Investir dans l’éducation et la protection de la petite enfance pour la paix et la tolérance

02.12.24

Répondant à un appel à contribution pour un rapport des Nations Unies, MMM attire l'attention sur les premières années de l'enfance. Elles constituent une période charnière pour agir et favoriser la paix et la tolérance pour tous, et MMM souligne ce qu'il faut faire pour soutenir le développement de la petite enfance.

Le Haut-Commissariat des Nations unies aux droits de l’homme (HCDH) prépare un rapport qui sera présenté à la session de juin du Conseil des droits de l’homme sur la manière de développer une éducation à la paix et à la tolérance accessible, inclusive, équitable et de qualité pour chaque enfant.

Dans notre réponse à l’appel à contribution pour ce rapport, nous soulignons le fait que l’éducation commence dès les premières années de l’enfant et que la promotion d’une culture de la paix et de la tolérance commence à la maison.

Les enfants développent une capacité à établir des relations et à adopter un comportement prosocial lorsqu’ils grandissent dans un environnement familial stimulant. À son tour, un enfant qui se développe correctement peut contribuer de manière significative à la société et à l’économie en tant que citoyen, travailleur, parent, etc., contribuant ainsi à la construction d’une société plus pacifique et plus cohésive.

L’État a un rôle essentiel à jouer en fournissant aux parents, notamment aux mères, les moyens et le soutien nécessaires pour que leur enfant grandisse dans un environnement sain et stimulant. Les parents, qu’ils choisissent de rester à la maison avec leur enfant ou de faire appel à des services formels d’éducation de la petite enfance, doivent être soutenus. Aujourd’hui, cependant, de nombreux parents n’ont pas ce choix : un enfant de moins de 5 ans sur quatre n’a pas accès à l’enseignement préprimaire.

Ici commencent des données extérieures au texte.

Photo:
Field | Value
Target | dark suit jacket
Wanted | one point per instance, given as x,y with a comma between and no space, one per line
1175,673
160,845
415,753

Le développement de la petite enfance (DPE) couvre le développement physique, mental, spirituel et moral de l’enfant depuis la période prénatale jusqu’à ce qu’il atteigne l’âge de 8 ans. Les 1 000 premiers jours, qui incluent la grossesse, sont particulièrement importants, non seulement pour le développement physique de l’enfant, mais aussi pour le développement de ses compétences psychosociales, émotionnelles et cognitives. Le bien-être et la santé de la mère influencent fortement ce développement précoce. Offrir aux familles des conditions optimales permet d’éviter des conséquences néfastes. La malnutrition et l’exposition au stress ou à la violence n’affectent pas seulement les mères, mais aussi leur futur enfant. Il est indispensable de s’attaquer aux comportements violents et aux problèmes sociaux pour prévenir le développement de systèmes de régulation du stress déficients et de problèmes de santé mentale ou physique durables chez l’enfant. Les familles qui éprouvent de l’anxiété parce qu’elles vivent dans la pauvreté, dans des zones de conflit ou exposées au changement climatique sont particulièrement vulnérables et doivent faire l’objet d’une attention particulière.

En matière d’éducation et de protection de la petite enfance (EPPE) des services de qualité favorisent le développement des compétences socio-émotionnelles et garantissent le bien-être des enfants et leur développement harmonieux pour qu’ils puissent réaliser tout leur potentiel. Ils posent des bases importantes pour le développement global de l’enfant, ce qui peut, plus tard dans la vie, faciliter la mobilité sociale et la productivité économique, et contribuer à briser le cycle de l’inégalité et de la pauvreté, favorisant ainsi l’émergence de sociétés pacifiques.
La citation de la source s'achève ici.